I have come across this Medal from the Columbian expo 1892. Sorry for the cell phone pics. I haven't purchased it. My question is would you pay the price on the flip or Haggle the price down? Below is a write up on their rarity, only 44 made. https://www.pcgs.com/News/so-called-dollars-of-worlds-columbian-exposition And one that sold on HA https://coins.ha.com/itm/so-called-...ith-original-presentation-case/a/1100-29354.s and another from coin week https://coinweek.com/coins/medals-and-tokens/1892-3-columbus-called-dollaraward-medal-obverse-die/
I don't know anything about these, so take this with a grain of salt. I like the token; I LOVE St. Gaudens. I would be tempted to buy it. The one on Heritage is a lot nicer and sold for $517.50. He misspelled "St. Gaudens". If it were me (and most people aren't ;-), I'd ask him if he was flexible on the price. If he asked me for a price, I'd offer $180 or so. If he won't budge, I'd buy at $200.

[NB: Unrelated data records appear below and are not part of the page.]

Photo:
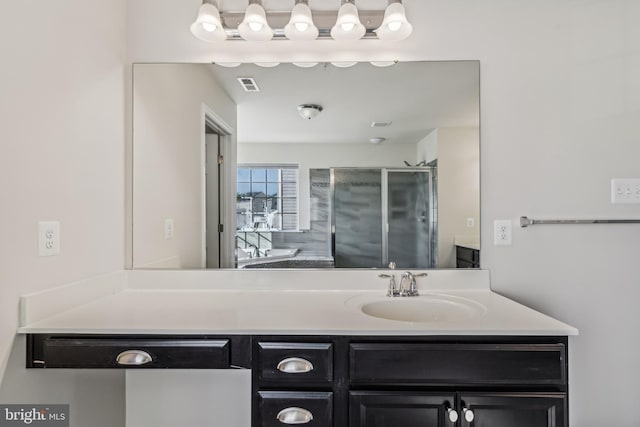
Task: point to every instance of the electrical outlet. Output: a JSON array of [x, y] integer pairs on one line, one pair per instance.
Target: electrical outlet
[[625, 191], [168, 228], [48, 238], [502, 232]]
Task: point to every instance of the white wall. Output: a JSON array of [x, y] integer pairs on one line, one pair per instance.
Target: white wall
[[312, 156], [62, 109], [560, 88], [458, 153], [560, 106], [168, 134]]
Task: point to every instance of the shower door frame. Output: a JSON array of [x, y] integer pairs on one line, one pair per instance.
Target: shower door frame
[[384, 206]]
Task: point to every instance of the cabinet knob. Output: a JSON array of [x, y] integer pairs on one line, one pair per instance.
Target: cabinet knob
[[133, 358], [469, 416], [294, 416], [295, 365]]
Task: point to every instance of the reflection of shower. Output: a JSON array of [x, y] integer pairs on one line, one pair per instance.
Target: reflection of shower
[[382, 215]]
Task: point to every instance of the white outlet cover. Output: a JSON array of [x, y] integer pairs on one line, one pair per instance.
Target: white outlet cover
[[502, 232], [48, 238], [625, 191]]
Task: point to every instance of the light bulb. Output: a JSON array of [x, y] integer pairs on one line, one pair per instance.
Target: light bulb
[[255, 26], [347, 26], [209, 26], [394, 26]]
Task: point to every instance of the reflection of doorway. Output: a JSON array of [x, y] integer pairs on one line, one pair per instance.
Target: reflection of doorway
[[217, 242], [213, 199]]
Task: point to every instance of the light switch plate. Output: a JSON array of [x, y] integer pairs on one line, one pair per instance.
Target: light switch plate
[[625, 191], [502, 230]]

Based on its rarity $200 seems a good price. However the ability to flip the piece for a profit would be predicted on finding the right buyer. At $200 it seems the current owner still hasn't found that person. I'm sure there's collectors but could be a long wait before you see any profit. To answer your haggle question only thing that beats a try .... is a failure. Never hurts to ask for a better price.
There appear to be about ten sold listings on eBay for this medal, or reproductions of it, just in the last few months. That makes me question how many reproductions are out there, and whether the one you posted is a reproduction...?
In the last write up from coin week, Avgustvs Saint Gavdens Fecit has been effaced from the die, I wonder if the die was effaced for the reproductions?